Personal information
- Born: October 7, 1978 (age 47) Miami, Florida, U.S.
- Home town: Clearwater, Florida, U.S.

Sport
- Country: United States
- Sport: Wrestling
- Events: Freestyle and Folkstyle
- College team: Oklahoma Sooners
- Team: USA

Medal record
Men's freestyle wrestling
Representing the United States
Cerro Pelado International
| Silver medal – second place | 2012 Habana | 66 kg |
Sunkist Kids International Open
| Gold medal – first place | 2011 Phoenix | 66 kg |
Dave Schultz Memorial
| Gold medal – first place | 2002 Colorado Springs | 66 kg |
| Bronze medal – third place | 2006 Colorado Springs | 66 kg |
Men's collegiate wrestling
Representing the Oklahoma Sooners
NCAA Division I Championships
| Silver medal – second place | 2002 Albany | 149 lb |

= Jared Frayer =

American wrestler (born 1978)

Jared Frayer (born October 7, 1978) of Miami, Florida is an American former freestyle wrestler. He won the 2012 U.S. Olympic Trials at 66 kg and competed at the 2012 Summer Olympics.

==Early life==
Frayer was born in Miami, Florida, but grew up in Clearwater, Florida, where his father coached at Clearwater Countryside High School. He was a three-time Florida wrestling state champion.

==College career==
Frayer was a two-time NCAA All-American at the University of Oklahoma, finishing as the NCAA runner-up at 149 lbs his senior year.
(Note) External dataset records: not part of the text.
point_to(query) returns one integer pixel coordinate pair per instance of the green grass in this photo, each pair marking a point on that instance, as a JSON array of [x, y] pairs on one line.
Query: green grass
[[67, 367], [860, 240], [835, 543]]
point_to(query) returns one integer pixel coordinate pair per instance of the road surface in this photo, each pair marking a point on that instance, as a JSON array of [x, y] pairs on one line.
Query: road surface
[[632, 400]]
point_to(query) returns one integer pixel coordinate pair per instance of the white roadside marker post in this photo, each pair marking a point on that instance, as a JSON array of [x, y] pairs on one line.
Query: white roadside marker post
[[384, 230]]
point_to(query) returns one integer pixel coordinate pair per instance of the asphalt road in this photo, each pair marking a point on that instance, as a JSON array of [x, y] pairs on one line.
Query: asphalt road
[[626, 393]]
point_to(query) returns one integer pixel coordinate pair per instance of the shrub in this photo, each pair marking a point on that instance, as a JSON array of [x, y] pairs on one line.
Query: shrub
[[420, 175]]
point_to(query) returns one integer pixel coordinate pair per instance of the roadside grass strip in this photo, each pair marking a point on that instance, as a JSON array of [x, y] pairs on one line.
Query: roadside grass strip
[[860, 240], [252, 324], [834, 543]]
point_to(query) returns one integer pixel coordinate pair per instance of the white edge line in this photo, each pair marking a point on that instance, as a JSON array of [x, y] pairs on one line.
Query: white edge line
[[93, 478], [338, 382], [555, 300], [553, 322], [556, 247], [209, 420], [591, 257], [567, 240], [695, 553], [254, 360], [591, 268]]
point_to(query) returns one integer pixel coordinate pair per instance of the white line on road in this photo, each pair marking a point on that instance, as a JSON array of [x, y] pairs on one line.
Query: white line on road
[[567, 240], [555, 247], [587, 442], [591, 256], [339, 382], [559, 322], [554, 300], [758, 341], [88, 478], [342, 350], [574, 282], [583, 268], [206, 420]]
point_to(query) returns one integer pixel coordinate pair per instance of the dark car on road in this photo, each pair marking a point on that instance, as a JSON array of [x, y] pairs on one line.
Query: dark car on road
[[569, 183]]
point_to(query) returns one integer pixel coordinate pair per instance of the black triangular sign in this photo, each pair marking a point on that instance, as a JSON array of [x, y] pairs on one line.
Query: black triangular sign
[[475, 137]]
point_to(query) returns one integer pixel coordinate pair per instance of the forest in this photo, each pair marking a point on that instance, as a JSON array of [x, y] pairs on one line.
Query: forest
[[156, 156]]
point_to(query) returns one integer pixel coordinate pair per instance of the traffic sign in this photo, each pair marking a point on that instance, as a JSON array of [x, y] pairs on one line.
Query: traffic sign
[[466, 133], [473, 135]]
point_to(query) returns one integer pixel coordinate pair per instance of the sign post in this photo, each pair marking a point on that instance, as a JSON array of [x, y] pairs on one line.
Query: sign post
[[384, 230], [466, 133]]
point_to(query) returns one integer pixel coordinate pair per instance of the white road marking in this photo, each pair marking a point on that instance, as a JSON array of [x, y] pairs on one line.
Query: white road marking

He has since been an assistant wrestling coach with the Virginia Tech Hokies.

==International career==
Frayer defeated Brent Metcalf 2-0 at the finals of the 2012 U.S. Olympic Trials to qualify for the USA Olympic Team. At the 2012 Olympics, Frayer would make it to the round of 16, where he lost to Ali Shabanau of Belarus.

In 2023, Frayer was inducted into the Florida Chapter of the National Wrestling Hall of Fame.